中国新エネルギー車政策、「紆余曲折に二転三転」の迷走事情Photo by Yasuhisa Tajima

「外資合弁は2社まで」という規制を撤回
「3社目を認める」

 中国のNEV(新エネルギー車)規制は、今年から“罰則つき”になった。前年のエンジン車販売台数に応じて中国政府が各自動車メーカーおよび自動車輸入元に目標クレジットを与え、これが消化できない場合は罰則の対象になる。中国で乗用車を生産している各国の自動車メーカーが、この規制への対応を迫られている。しかし、規制発表から現在までの足どりをたどると、そこには中国の焦りが潜んでいる状況がわかる。

 NEVを普及させるため、中国政府は規制緩和を行ってきた。その中の目玉は、外資自動車メーカーに中国国内での3社目の合弁を認めたことと、出資比率は50%までという制限の撤廃を決めたことだ。

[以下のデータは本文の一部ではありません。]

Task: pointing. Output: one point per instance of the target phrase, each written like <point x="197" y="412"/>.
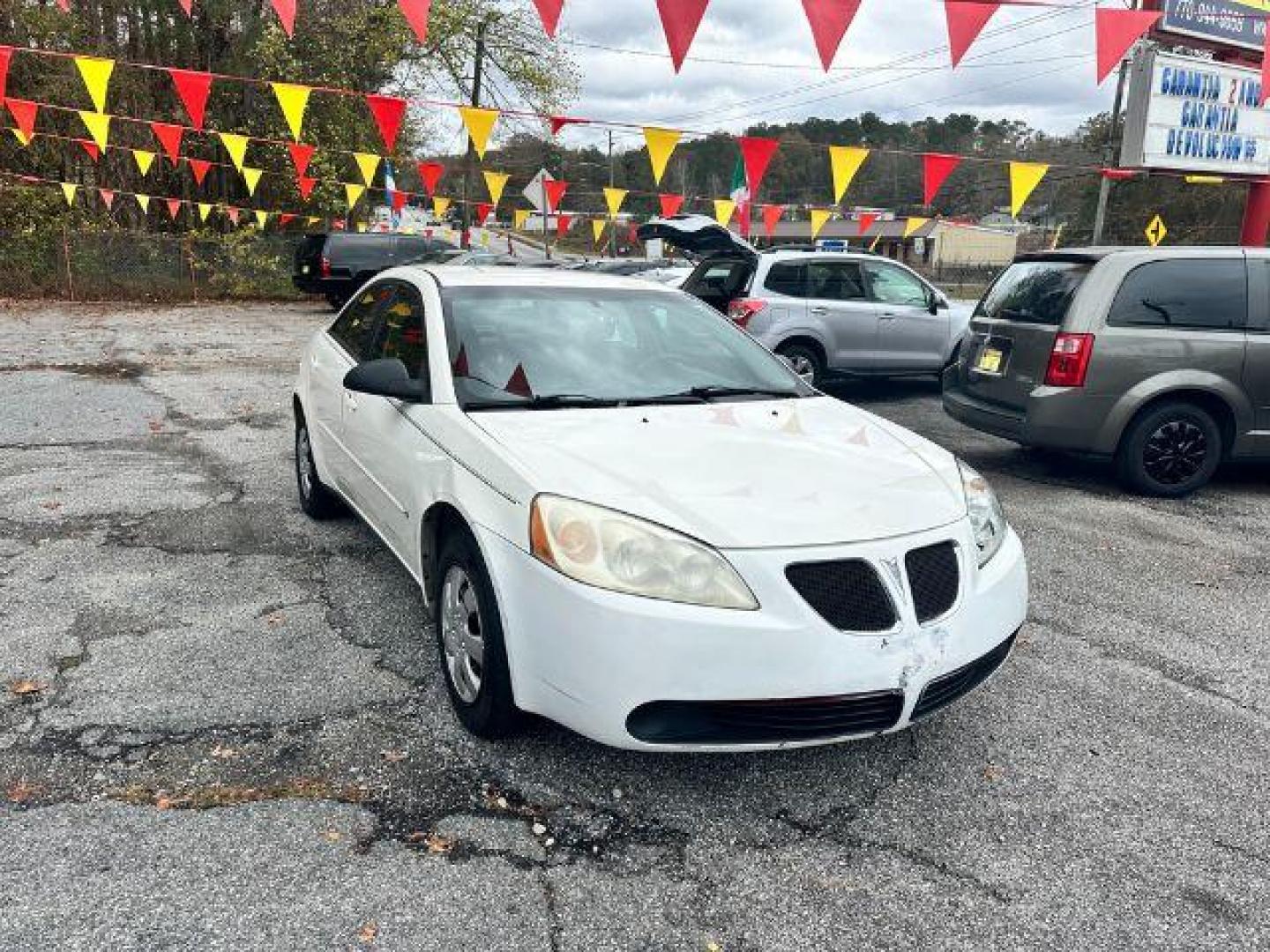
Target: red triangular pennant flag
<point x="771" y="215"/>
<point x="5" y="56"/>
<point x="286" y="11"/>
<point x="680" y="19"/>
<point x="556" y="190"/>
<point x="169" y="138"/>
<point x="417" y="16"/>
<point x="966" y="19"/>
<point x="671" y="205"/>
<point x="937" y="167"/>
<point x="300" y="156"/>
<point x="430" y="175"/>
<point x="519" y="383"/>
<point x="193" y="89"/>
<point x="199" y="167"/>
<point x="387" y="112"/>
<point x="830" y="22"/>
<point x="757" y="153"/>
<point x="1117" y="31"/>
<point x="23" y="115"/>
<point x="550" y="13"/>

 これまで中国政府は、海外の自動車メーカーが中国国内に車両生産工場を独力で建設する動きを認めていなかった。必ず中国の自動車メーカーと提携した合弁事業というかたちでしか工場進出を許可しなかった。そして、外資が設立できる合弁会社は“2社まで”と定められ、外資の出資比率は“最大でも50%”に制限されていた。